É óbvio que toda obra clássica deve ser contextualizada, porque textos assim são espelhos de um passado que nos influencia de modo determinante. Para compreender um clássico, é preciso mergulhar nele e conhecer o repertório que o engendrou. No entanto, o que muda essencialmente de nossa leitura de Voltaire quando conhecemos seu lado antissemita? O que muda quando sabemos que Picasso atormentou sua amante Dora Maar para ter um modelo de sofrimento para sua obra-prima Guernica? O que muda quando lemos que o Padre Antônio Vieira, talvez o mais importante orador em língua portuguesa, considerava a escravidão uma dádiva para os negros, porque os havia tirado da condição de gentios na África?

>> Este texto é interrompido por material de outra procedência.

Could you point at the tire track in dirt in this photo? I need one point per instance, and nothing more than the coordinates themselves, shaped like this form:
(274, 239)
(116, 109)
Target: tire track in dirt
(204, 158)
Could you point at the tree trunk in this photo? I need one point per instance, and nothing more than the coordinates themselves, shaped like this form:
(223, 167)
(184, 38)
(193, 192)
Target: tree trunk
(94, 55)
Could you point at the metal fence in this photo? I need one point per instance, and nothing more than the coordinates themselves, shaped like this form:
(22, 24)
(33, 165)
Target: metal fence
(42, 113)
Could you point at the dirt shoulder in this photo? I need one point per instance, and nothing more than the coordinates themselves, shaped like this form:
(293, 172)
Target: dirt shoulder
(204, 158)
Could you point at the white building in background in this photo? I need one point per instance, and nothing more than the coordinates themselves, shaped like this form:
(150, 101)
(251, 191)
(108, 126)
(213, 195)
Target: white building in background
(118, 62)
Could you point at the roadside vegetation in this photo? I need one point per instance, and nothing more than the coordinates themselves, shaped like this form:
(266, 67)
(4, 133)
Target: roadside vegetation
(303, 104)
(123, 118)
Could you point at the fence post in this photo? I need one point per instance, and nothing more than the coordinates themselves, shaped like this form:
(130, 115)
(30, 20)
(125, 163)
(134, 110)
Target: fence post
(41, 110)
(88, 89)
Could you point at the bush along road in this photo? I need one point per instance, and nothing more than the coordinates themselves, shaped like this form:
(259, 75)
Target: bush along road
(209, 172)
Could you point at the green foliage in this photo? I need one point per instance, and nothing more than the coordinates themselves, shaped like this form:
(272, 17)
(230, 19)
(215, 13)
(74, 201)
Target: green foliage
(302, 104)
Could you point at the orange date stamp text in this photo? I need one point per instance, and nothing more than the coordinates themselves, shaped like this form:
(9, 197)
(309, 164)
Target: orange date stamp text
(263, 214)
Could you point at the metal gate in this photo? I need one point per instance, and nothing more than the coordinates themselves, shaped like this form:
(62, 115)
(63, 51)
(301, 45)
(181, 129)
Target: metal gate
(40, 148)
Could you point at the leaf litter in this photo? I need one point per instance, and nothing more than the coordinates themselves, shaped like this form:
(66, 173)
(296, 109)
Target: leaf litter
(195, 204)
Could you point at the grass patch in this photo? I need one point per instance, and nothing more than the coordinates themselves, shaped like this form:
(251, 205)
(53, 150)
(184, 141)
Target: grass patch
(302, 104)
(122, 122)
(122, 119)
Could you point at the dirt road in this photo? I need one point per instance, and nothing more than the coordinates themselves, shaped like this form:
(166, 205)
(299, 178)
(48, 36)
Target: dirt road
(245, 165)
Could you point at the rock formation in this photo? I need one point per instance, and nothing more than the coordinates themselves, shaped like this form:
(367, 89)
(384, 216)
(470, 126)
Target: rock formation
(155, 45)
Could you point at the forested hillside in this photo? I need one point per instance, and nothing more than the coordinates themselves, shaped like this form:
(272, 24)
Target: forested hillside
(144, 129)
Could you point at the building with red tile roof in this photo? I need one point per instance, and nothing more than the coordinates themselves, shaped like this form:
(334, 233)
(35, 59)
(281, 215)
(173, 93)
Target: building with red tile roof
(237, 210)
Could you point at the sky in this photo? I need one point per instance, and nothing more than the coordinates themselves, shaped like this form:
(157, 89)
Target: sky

Desse modo, a contextualização de Lobato deve ser feita sim, mas não por um militante do politicamente correto, preocupado em defender os "53% dos brasileiros que se consideram negros", e sim por quem trate o texto como documento de uma época e explore sua riqueza para conhecermos melhor o mundo contraditório em que vivemos.
Se Lobato só puder circular com um "disclaimer" sobre seu racismo, então sugiro que a Bíblia seja sempre acompanhada de um aviso no qual se leia: "Esta obra faz apologia da escravidão e da sujeição feminina".